Wednesday, October 2, 2019

Richard Levien's COLLISIONS: an up-close-and-personal, narrative look at the current havoc being wreaked by Trumps's ICE-men

UPDATE: Collisions is now available 
via streaming and DVD here , 
and thefilmmakers are partnering with the 
National Day Laborer Organizing Network (NDLON) 
to support its Immigrant Worker Safety Net Fund, 
which provides immediate financial support 
desperately needed by workers and their families 
during this current pandemic. 

Immigrant workers are among the most vulnerable 
at this time, and they are largely excluded from 
government programs. From now through 
April 30, 2020, 50% of proceeds from sales 
of "Collisions" will be donated to this fund.

Remember La Misma Luna, that lovely Patricia Riggin/Ligiah Villalobos movie from 2007? In it, a young boy travels from Mexico to the USA to try to unite with his mom, an undocumented worker laboring here and sending money home to her mom and her kids.

That's the movie of which this new one -- COLLISIONS, written and directed by Richard Levien -- most reminds me, in which two children, an older sister and younger brother, desperately try to find their missing mom, who has, while waiting for her green card, suddenly been arrested and detained by ICE (U.S. Immigration & Customs Enforcement) and is in danger of being quickly, if not immediately, deported back to Mexico.

Both films, their respective director's (Mr.
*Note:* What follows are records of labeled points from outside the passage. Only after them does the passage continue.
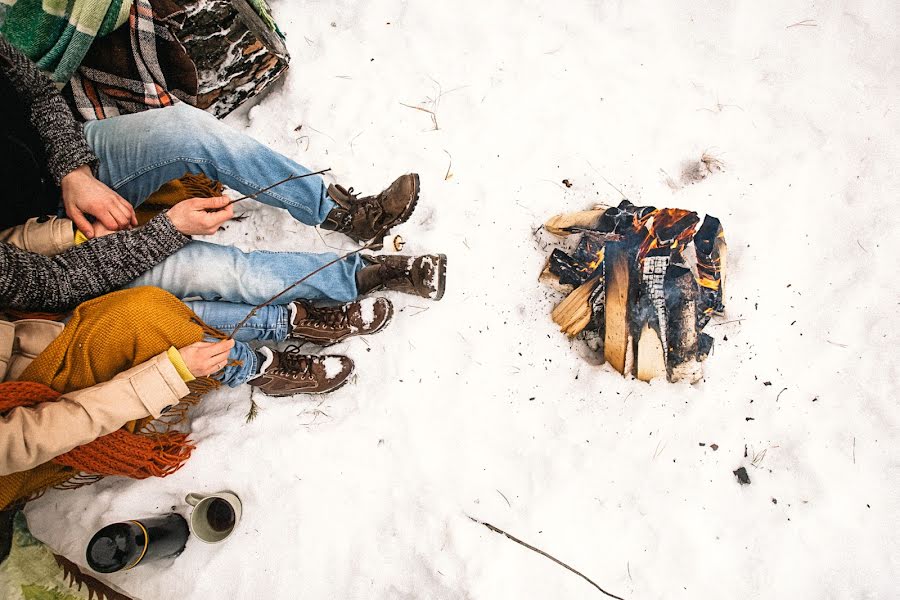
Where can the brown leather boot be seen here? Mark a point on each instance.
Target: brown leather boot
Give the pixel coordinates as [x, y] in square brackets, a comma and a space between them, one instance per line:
[331, 324]
[291, 372]
[423, 276]
[363, 218]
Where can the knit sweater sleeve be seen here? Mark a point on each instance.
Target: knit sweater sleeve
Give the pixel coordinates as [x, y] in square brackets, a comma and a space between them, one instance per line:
[32, 282]
[63, 139]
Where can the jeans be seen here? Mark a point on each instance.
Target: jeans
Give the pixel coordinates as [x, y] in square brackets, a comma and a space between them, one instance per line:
[213, 272]
[269, 323]
[140, 152]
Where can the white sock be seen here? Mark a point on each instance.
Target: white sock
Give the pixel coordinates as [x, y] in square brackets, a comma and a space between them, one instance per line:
[268, 357]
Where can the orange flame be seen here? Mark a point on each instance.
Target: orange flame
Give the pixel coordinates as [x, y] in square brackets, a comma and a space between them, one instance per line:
[658, 223]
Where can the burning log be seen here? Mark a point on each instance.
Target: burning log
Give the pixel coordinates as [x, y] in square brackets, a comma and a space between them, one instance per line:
[650, 326]
[681, 308]
[566, 224]
[631, 285]
[711, 254]
[574, 313]
[617, 342]
[567, 269]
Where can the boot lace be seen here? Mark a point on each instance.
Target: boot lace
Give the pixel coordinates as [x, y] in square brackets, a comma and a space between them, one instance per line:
[294, 364]
[369, 206]
[329, 317]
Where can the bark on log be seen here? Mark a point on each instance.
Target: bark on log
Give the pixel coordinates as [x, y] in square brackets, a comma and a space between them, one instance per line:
[236, 54]
[574, 313]
[682, 295]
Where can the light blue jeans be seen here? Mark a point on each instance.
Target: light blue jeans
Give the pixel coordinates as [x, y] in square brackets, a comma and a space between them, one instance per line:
[270, 323]
[140, 152]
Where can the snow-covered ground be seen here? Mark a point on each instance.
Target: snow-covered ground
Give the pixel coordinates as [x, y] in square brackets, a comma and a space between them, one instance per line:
[477, 406]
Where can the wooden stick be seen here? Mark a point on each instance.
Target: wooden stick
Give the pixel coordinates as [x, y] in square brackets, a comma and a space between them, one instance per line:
[249, 316]
[542, 553]
[285, 180]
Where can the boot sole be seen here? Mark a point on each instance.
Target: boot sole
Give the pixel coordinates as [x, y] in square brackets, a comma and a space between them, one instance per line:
[441, 276]
[334, 389]
[404, 216]
[328, 343]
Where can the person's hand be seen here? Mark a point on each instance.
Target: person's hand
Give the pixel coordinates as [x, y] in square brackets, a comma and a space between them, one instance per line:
[83, 194]
[205, 358]
[194, 217]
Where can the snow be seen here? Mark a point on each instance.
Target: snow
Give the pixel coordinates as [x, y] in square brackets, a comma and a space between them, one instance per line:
[367, 311]
[476, 405]
[333, 367]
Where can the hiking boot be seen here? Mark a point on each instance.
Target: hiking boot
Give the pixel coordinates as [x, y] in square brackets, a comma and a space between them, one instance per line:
[423, 276]
[363, 219]
[289, 372]
[331, 324]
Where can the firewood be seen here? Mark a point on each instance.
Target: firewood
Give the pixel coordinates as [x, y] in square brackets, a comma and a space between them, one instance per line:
[711, 251]
[568, 270]
[618, 340]
[552, 281]
[574, 313]
[559, 225]
[681, 311]
[236, 54]
[651, 362]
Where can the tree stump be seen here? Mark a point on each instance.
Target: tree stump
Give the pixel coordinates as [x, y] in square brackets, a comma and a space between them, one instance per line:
[236, 54]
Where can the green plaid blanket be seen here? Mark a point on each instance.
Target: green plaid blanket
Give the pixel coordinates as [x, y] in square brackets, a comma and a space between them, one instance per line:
[56, 34]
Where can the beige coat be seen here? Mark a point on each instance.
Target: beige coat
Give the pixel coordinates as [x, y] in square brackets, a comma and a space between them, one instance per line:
[32, 436]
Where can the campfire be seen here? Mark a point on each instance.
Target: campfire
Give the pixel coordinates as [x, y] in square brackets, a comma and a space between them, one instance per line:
[641, 284]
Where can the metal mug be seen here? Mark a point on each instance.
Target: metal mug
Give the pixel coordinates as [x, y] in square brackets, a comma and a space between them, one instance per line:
[199, 520]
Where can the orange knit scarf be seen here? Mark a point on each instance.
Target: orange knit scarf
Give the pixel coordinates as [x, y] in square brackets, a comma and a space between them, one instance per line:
[118, 453]
[104, 337]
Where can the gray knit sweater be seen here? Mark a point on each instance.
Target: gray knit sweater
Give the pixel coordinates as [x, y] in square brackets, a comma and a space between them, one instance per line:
[50, 115]
[40, 283]
[58, 283]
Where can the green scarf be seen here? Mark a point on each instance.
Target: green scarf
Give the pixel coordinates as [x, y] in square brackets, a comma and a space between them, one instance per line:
[56, 34]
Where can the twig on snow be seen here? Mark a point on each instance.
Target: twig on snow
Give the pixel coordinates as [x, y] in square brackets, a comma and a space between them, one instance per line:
[544, 554]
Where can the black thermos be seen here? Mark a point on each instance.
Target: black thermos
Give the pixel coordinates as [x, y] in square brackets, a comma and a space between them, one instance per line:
[121, 546]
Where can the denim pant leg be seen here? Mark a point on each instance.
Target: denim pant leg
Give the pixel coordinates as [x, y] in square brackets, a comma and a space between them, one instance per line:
[243, 363]
[270, 323]
[213, 272]
[141, 151]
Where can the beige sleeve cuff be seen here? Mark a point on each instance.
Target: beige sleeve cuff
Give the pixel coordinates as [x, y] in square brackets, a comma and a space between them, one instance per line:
[31, 436]
[42, 235]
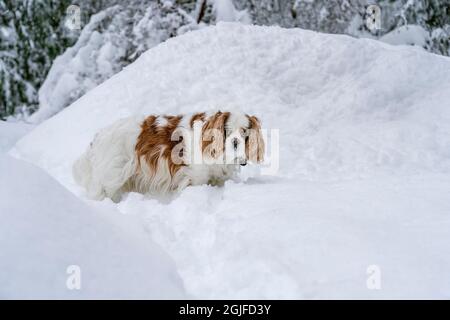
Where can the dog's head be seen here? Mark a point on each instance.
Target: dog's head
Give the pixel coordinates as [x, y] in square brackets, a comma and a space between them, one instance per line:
[232, 138]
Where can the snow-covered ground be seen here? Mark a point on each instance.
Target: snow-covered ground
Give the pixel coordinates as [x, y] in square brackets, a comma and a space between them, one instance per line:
[364, 175]
[51, 241]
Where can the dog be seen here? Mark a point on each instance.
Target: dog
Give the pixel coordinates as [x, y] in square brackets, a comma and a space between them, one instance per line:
[162, 155]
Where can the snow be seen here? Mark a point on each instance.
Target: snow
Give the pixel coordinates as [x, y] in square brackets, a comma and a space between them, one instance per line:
[407, 35]
[364, 163]
[45, 230]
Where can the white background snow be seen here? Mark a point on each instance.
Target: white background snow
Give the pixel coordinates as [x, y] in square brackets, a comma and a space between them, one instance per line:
[364, 177]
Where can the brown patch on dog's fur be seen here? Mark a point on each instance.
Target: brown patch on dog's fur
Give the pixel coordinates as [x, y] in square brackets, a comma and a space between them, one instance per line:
[210, 146]
[198, 116]
[155, 141]
[254, 143]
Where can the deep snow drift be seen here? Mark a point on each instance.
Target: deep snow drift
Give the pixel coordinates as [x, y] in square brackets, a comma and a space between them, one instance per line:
[364, 163]
[45, 231]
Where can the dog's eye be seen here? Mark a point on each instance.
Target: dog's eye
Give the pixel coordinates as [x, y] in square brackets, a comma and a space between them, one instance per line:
[235, 143]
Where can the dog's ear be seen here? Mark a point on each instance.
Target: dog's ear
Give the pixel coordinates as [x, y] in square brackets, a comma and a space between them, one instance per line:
[254, 144]
[214, 135]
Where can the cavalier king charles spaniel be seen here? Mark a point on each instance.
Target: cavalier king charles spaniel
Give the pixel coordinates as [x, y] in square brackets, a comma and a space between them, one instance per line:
[159, 155]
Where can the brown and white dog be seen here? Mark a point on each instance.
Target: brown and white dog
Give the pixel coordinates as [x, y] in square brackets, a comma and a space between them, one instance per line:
[159, 155]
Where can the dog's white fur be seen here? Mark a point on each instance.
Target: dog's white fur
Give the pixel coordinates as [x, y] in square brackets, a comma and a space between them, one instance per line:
[110, 165]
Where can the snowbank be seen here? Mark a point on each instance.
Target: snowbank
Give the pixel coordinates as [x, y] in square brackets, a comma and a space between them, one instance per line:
[364, 162]
[45, 231]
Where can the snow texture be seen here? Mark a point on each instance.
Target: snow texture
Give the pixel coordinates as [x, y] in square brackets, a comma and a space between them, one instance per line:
[364, 163]
[46, 230]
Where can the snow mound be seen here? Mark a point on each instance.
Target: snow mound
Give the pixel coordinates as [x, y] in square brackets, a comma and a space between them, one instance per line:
[47, 233]
[364, 162]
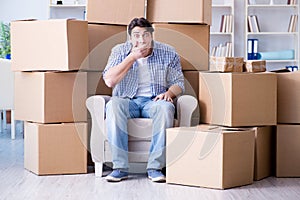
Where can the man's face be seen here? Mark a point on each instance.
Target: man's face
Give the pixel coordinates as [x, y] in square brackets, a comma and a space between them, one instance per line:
[140, 37]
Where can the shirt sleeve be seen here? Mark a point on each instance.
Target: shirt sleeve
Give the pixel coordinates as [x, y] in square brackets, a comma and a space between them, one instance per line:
[175, 74]
[114, 59]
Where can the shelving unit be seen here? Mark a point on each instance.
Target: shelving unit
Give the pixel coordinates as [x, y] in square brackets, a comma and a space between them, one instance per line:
[69, 9]
[274, 36]
[219, 37]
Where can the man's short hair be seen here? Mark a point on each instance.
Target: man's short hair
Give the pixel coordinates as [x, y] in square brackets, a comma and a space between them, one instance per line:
[140, 22]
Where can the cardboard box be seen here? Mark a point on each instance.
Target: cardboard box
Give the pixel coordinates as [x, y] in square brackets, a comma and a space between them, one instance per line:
[51, 97]
[288, 150]
[114, 11]
[57, 44]
[254, 66]
[55, 148]
[102, 38]
[190, 41]
[238, 99]
[96, 84]
[189, 11]
[191, 84]
[226, 64]
[264, 158]
[215, 157]
[288, 109]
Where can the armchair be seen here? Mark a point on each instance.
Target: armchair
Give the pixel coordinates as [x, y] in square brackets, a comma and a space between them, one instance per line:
[139, 130]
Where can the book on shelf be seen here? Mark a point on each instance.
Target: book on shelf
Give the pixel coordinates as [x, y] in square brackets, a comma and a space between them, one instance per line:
[222, 50]
[293, 23]
[252, 49]
[226, 23]
[291, 2]
[253, 24]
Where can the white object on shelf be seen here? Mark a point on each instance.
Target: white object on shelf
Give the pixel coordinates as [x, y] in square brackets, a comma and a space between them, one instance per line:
[276, 32]
[222, 28]
[69, 9]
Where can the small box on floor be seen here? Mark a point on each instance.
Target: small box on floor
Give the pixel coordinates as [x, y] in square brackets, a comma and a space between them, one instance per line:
[55, 148]
[210, 156]
[254, 66]
[264, 158]
[226, 64]
[238, 99]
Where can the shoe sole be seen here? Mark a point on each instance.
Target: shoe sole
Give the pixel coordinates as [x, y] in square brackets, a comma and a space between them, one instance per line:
[113, 179]
[158, 179]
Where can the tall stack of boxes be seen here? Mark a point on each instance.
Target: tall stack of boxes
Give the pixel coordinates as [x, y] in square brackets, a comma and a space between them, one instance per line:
[288, 127]
[50, 93]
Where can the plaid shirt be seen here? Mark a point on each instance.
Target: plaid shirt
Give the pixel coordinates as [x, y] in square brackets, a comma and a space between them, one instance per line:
[164, 67]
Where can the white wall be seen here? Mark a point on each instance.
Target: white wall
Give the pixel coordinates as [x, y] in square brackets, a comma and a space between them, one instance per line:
[23, 9]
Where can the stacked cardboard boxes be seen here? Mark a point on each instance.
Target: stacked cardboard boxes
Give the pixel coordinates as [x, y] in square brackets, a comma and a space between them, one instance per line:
[243, 100]
[288, 127]
[50, 93]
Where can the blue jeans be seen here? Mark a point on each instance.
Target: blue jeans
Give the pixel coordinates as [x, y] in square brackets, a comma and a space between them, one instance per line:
[119, 110]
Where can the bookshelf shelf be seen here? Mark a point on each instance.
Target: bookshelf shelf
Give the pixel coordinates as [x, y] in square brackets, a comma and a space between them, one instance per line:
[273, 33]
[69, 9]
[275, 29]
[67, 6]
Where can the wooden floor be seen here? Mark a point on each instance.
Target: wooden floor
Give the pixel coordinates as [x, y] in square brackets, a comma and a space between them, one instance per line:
[17, 183]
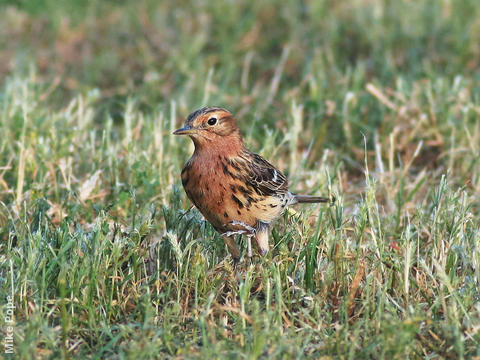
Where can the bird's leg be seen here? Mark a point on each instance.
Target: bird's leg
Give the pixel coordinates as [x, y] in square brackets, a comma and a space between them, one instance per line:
[261, 237]
[247, 230]
[232, 248]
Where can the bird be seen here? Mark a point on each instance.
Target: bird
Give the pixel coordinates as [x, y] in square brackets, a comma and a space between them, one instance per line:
[236, 190]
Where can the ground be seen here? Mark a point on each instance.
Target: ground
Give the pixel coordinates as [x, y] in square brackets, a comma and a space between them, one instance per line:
[376, 102]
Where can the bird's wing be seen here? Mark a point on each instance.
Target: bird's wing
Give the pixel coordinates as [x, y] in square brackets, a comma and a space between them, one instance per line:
[263, 176]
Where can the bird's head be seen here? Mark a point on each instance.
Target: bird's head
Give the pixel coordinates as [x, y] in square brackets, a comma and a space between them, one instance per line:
[211, 126]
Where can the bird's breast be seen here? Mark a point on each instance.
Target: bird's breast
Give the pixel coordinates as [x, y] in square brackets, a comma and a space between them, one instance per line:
[218, 189]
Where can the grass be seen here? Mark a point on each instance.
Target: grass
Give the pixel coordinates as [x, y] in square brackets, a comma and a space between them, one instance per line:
[376, 102]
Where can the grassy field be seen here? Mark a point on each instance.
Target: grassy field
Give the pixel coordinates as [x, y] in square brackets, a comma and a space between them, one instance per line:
[376, 102]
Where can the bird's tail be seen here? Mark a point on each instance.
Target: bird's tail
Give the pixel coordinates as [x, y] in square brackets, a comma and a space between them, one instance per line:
[313, 199]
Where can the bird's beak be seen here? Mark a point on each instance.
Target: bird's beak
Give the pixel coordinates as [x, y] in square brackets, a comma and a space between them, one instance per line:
[186, 130]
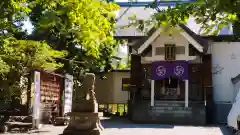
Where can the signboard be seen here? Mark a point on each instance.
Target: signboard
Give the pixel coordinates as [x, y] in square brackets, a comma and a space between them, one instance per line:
[36, 100]
[68, 91]
[165, 69]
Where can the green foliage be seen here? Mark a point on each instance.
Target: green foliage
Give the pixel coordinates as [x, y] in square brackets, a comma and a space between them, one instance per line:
[212, 14]
[86, 23]
[24, 55]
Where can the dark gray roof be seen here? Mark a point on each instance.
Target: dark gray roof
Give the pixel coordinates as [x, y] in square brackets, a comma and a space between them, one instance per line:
[203, 42]
[141, 41]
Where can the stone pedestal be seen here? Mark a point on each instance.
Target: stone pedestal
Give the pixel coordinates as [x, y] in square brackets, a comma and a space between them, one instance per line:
[84, 118]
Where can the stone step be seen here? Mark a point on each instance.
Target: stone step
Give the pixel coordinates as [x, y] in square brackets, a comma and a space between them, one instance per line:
[170, 108]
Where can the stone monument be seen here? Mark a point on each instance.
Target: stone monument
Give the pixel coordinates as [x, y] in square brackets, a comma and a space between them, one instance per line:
[84, 118]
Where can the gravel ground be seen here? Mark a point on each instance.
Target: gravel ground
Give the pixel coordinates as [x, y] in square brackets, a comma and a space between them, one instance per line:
[122, 127]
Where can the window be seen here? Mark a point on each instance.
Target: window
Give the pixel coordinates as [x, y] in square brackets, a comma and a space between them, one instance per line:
[180, 50]
[192, 50]
[125, 84]
[159, 50]
[170, 51]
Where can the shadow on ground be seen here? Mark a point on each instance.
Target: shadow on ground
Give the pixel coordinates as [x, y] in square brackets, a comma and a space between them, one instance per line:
[124, 123]
[226, 131]
[121, 123]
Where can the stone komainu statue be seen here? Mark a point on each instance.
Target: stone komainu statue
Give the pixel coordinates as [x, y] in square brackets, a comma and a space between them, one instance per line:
[84, 116]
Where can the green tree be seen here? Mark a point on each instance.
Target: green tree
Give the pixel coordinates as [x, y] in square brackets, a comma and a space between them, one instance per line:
[18, 55]
[84, 28]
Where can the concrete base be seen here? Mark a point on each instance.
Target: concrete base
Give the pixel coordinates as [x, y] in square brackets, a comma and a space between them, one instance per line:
[168, 112]
[81, 132]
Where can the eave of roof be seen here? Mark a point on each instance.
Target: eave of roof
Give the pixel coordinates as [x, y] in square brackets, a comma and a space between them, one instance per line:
[202, 42]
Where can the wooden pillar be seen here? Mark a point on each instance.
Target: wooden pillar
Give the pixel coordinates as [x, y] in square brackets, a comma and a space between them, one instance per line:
[152, 92]
[186, 93]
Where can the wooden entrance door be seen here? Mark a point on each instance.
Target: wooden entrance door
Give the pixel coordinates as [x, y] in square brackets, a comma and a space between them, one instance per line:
[195, 83]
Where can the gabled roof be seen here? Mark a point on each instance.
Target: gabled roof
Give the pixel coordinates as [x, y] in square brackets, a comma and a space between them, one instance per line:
[197, 41]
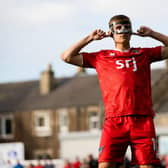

Levien is shown at right) first full-length effort, tackle a subject that remains unfortunately a hot-button issue, and while each relies a little too much on coincidence to be taken as seriously as its filmmaker might wish, La Misma Luna, boasting a starrier cast, along with a good deal more incident and narrative drive, is by far the more entertaining and moving movie.

Still, Collisions -- with its ripped-from-the-headlines central event and consequent plot line -- proves worth a watch, as well. Despite your knowing where the film is going (together with how it will get there), it is, for the most part, well-written and -acted and directed decently enough to pass muster.

The film's four central performances are especially good -- that of the beleaguered mom (played by Ana de la Reguera, above), her smart-as-a-whip and twice as determined twelve-year-old daughter (Izabella Alvarez, below),

her younger sibling (a sweet and slyly scene-stealing Jason Garcia, Jr., shown below),

and finally mom's estranged-and-none-too-happy-to-be-here brother (Jesse Garcia, below, right, in the film's standout performance), who is roped/guilted into helping his niece and nephew locate their mom. You'll quickly figure out that this crotchety uncle will soon bond with his sister's offspring, but Garcia plays it all very well indeed.

Despite the seemingly too-easy locating of mom and the happenstance that allows this, one of the film's strengths is in depicting the ICE-men and other bureaucrats shown along the way who try to aid the two kids. As writer/director, Mr. Levien -- despite the current drastic and unnecessary actions of ICE (under the despicable leadership of Trump and his sleazy minions) -- allows some humanity in these various individuals to shine through, if only briefly.

This helps save the movie from seeming completely one-sided and obvious. And while the film's finale offers certain amount of feel-good, Collisions is smart enough to know that there are no easy solutions available here.

You may wish the movie were a better one, and indeed it might have been. But TrustMovies suspects that you won't be entirely able to shake off either its timeliness nor its commitment to "family."

Running just 82 minutes, Collisions has its U.S. theatrical premiere in Los Angeles tomorrow evening, Thursday, October 3, at 7:30pm at Laemmle's Ahyra Fine Arts, with the cast and filmmaker in attendance. The film opens for a week-long run on Friday, October 4, at Laemmle's Music Hall 3 in Beverly Hills, with a limited release in selected cities to follow.